The commander stared to the south. That gate was too far away to see. He was almost at the northern gate, by now, with ten thousand of his own men packing the streets.

A courier galloped up from the north.

"The Ye-tai are at the gate! The rebel's Ye-tai! Ten thousand of them! Toramana himself is outside!"

The commander stared to the north. That gate he could see. And the odds were even.

"Death to Toramana!" he shouted, swinging his sword. "To the north gate!"

Toramana was indeed outside the gate. But with only three thousand soldiers, not the ten thousand Sanga was leading into the city through the southern gate.

They were all Ye-tai soldiers, however. Quite visibly so. Toramana had seen to that.

The commander of Damodara's Ye-tai troops was sitting on his horse and looking up at the soldiers manning the gate. Very boldly, within bow range.

The soldiers on those walls were mostly Ye-tai also, as Damodara's spies had reported.

"Come on, boys!" Toramana shouted. "It's all over, and you know it! So what's it going to be? Service with me? Beer, women, and a long life?"

He drew his sword and raised it, as if inspecting the edge of the blade.

"Or do we have to get messy about this?"

One of the Ye-tai soldiers on the walls was looking the other way, into the city.

"The commander's coming," he said, almost idly. "Took the bastard long enough. Got maybe three thousand men with him. Up close, anyway. More than that, trailing behind."

He didn't use the commander's name. Few of Kausambi's Ye-tai soldiers did. The man was a cypher to him. Just another one of the political generals churned up by the endless scheming within the Malwa dynastic clan. Very deadly scheming, of late.

Now, he turned and looked at his own platoon commander. So did all the other Ye-tai on the wall nearby.

The officer rubbed his face. "Ah, shit."

His soldiers waited, silently.

"Ah, shit," he repeated. Then he lowered his hand and said: "Make them open the gate. Let Toramana deal with the rest."

Before he finished, three of the Ye-tai were already plunging into the gatehouse.

They had their swords in hand, just in case the stupid peasants who actually operated the gate mechanism chose to argue the matter.

Not likely, of course.

When he saw the gate start to open, Toramana grinned. Sanga wouldn't get all the glory.

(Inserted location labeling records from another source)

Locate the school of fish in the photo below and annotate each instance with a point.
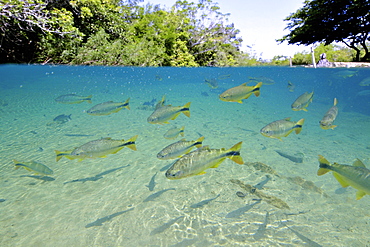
(191, 157)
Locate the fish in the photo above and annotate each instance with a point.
(329, 117)
(273, 200)
(167, 112)
(150, 103)
(365, 82)
(177, 149)
(282, 128)
(356, 176)
(161, 102)
(262, 183)
(152, 183)
(204, 202)
(196, 162)
(223, 77)
(34, 167)
(306, 185)
(302, 102)
(97, 149)
(262, 167)
(174, 133)
(261, 231)
(73, 99)
(60, 119)
(100, 221)
(108, 107)
(291, 86)
(237, 94)
(212, 83)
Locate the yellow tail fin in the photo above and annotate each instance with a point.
(323, 164)
(131, 143)
(298, 126)
(256, 89)
(234, 153)
(199, 142)
(185, 109)
(182, 131)
(88, 99)
(126, 103)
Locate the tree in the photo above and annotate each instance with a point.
(328, 21)
(212, 41)
(24, 22)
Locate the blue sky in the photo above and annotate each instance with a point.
(260, 23)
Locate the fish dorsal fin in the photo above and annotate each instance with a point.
(358, 163)
(204, 148)
(340, 179)
(360, 194)
(218, 163)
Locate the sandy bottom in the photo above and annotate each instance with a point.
(104, 201)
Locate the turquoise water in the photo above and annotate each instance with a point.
(112, 202)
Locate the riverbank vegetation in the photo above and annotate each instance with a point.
(116, 32)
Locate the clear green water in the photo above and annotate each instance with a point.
(107, 201)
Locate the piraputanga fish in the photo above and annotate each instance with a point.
(174, 133)
(97, 149)
(329, 117)
(177, 149)
(357, 175)
(161, 102)
(35, 167)
(282, 128)
(302, 102)
(168, 112)
(73, 99)
(196, 162)
(237, 94)
(108, 107)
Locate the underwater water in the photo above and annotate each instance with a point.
(275, 198)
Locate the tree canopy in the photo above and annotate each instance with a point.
(116, 32)
(328, 21)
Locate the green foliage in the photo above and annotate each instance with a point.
(328, 21)
(334, 53)
(113, 32)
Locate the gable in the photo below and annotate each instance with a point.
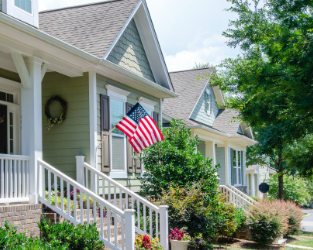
(199, 113)
(129, 53)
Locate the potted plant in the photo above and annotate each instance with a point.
(179, 239)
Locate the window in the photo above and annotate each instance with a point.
(24, 5)
(237, 167)
(118, 137)
(207, 101)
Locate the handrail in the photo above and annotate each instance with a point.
(82, 188)
(79, 204)
(126, 190)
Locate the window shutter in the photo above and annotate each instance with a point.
(232, 167)
(156, 117)
(105, 127)
(138, 164)
(130, 150)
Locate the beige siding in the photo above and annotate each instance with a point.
(71, 138)
(131, 182)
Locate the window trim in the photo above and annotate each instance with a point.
(118, 95)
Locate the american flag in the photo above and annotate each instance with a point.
(140, 128)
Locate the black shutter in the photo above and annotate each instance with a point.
(156, 117)
(130, 150)
(105, 128)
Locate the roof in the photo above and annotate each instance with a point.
(189, 90)
(91, 27)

He did not forget, of course, to wave his sword in salute at the Ye-tai on the battlements, as he led his men into the city. All three thousand of them, except a few couriers sent racing off to tell Damodara that there were now two breaches in Kausambi's walls.

For their part, the Ye-tai on the walls returned his salute with the proper salutations.

"Long live the new emperor!" bellowed one of them.

His mate elbowed him.

"Long live the rightful emperor!" he corrected himself.

"Death to the impostor Skandagupta!" his mate chimed in.

When Skandagupta saw the girl enter the imperial audience chamber, forcing her way past the assembled courtiers, he broke off in mid-tirade.

"Rani?" he whispered.

The eight-year-old girl was now past the courtiers, and standing in front of the throne.

The blood drained from his face. A face that felt as empty as the one before him. The eyes before him.

"Great Lady Rani," the girl said.

Her voice changed, then. Into something no girl-no woman of any age-could possess.

"GREAT LADY RANI, NOW. YOU WILL OBEY ME, SKANDAGUPTA."

But all the emperor could do was scream.